James doesn’t need a large quantity of voices. Survey numbers won’t make his case more persuasive. The status quo thinking he needs to overcome is not rational. He needs to strategically manage relationships with his internal customers. Persuasion at an emotional level if required.
Specifically, James needs smart, influential people that genuinely share his thinking and who his bosses will listen to with open minds. That means select key opinion leaders and perhaps several important customers who will voice their agreement with three things: 1) The underlying premise about healthcare’s inevitable shift toward population health management and value-based reimbursement. 2) The recommendation to take proactive action now in order to be positioned to serve healthcare customers in the impending new business reality without losing viability in the current fee-for-service environment. 3) The reality that not taking action is the riskier choice.
The insights and recommendations need to be delivered carefully and strategically to be heard and take hold. Even if these influential voices are only echoing what James already said, when management hears it from them, it has a different impact.

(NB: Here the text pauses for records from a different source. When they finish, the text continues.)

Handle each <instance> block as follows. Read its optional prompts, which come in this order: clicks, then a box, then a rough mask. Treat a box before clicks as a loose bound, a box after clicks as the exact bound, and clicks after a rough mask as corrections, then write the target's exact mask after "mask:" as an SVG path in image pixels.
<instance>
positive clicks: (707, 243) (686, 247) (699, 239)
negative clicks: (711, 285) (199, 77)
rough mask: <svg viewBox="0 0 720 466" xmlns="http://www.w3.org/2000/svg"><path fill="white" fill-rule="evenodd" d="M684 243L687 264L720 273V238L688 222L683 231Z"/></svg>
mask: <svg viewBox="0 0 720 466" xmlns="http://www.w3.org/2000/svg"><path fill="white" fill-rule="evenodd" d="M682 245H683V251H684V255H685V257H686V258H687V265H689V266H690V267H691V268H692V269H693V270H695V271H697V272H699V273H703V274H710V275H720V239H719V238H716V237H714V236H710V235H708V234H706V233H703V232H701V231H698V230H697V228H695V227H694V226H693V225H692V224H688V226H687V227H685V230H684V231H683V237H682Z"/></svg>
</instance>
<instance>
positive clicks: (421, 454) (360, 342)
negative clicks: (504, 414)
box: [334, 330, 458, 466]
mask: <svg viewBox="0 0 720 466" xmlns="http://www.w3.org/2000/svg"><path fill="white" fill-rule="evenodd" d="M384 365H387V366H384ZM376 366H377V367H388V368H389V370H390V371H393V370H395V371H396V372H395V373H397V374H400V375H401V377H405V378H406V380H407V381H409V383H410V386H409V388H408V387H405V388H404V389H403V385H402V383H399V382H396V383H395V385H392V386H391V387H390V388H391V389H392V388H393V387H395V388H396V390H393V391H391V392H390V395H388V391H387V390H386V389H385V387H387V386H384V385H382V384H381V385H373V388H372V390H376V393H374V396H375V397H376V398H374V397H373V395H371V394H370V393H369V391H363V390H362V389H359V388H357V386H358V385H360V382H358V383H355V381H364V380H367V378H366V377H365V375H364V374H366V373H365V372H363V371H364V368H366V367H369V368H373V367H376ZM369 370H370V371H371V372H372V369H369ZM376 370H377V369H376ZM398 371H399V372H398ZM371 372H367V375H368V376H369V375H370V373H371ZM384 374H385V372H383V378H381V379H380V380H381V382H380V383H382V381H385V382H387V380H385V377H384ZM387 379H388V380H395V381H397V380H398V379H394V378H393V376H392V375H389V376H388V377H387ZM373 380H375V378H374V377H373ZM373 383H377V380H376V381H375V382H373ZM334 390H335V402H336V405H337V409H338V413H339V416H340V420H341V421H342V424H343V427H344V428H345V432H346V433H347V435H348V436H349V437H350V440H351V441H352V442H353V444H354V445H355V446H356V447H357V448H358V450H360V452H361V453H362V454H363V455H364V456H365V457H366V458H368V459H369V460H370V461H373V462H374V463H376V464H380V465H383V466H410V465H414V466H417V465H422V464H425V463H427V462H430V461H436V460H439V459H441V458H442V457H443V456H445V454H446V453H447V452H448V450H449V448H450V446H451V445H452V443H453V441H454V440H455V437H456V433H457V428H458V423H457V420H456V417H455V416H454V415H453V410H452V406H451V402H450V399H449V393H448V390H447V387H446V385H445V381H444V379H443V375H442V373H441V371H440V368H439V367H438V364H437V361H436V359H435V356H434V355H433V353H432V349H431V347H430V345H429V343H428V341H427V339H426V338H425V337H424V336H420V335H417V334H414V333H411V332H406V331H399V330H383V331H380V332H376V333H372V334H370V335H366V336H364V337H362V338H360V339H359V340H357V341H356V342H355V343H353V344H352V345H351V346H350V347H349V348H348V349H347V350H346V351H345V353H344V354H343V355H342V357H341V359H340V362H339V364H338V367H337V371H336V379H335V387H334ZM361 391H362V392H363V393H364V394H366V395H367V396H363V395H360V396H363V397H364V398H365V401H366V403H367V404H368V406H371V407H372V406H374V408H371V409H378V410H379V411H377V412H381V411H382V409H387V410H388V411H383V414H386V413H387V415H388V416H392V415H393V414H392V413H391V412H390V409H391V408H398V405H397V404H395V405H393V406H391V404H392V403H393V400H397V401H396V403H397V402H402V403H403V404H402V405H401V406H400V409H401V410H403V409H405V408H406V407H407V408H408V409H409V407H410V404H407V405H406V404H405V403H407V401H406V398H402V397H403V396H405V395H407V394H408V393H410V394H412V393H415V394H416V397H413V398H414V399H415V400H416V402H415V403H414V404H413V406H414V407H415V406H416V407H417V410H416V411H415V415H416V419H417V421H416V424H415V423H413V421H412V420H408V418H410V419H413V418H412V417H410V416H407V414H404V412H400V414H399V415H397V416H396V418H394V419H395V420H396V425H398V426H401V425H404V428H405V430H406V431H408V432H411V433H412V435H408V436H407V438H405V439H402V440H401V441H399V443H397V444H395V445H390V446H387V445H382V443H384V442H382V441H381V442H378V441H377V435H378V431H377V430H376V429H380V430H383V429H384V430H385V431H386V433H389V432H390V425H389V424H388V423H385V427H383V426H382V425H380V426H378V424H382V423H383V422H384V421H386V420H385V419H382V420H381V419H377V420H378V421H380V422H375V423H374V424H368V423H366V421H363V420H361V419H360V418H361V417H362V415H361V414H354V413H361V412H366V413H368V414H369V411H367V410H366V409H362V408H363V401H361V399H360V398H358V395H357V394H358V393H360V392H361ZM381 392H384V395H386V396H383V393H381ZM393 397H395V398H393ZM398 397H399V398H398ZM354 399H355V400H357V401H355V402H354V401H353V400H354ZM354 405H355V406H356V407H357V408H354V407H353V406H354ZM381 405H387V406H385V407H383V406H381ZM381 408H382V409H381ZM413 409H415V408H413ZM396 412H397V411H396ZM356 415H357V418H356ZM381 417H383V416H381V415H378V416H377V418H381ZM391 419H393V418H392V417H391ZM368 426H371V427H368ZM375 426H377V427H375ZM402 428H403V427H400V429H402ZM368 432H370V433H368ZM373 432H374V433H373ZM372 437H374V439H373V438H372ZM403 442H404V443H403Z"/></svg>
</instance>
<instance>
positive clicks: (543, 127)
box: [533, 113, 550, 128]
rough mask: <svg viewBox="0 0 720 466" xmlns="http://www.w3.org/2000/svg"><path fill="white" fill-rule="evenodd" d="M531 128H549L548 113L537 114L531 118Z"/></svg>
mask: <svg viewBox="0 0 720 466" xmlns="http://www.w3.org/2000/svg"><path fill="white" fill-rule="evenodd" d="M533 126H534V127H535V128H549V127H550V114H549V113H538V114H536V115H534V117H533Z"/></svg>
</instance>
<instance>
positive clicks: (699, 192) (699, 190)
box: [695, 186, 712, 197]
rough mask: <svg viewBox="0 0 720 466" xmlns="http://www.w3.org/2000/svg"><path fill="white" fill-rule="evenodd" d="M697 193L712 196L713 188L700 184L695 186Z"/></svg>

It shifts the perception of risk away from stepping into new territory, and toward missing the boat by not moving forward with Jame’s idea.
There’s a lot of science and research behind how and why this works from studies of persuasion and decision-making. But bottom line, and like-it-or-not, James needs to marshall additional resources to persuade his upper management to move forward and with sufficient investment. The end result is management’s initial fears of change are allayed, they feel reasonably confident that they are moving forward in the right direction, and most likely, they say yes!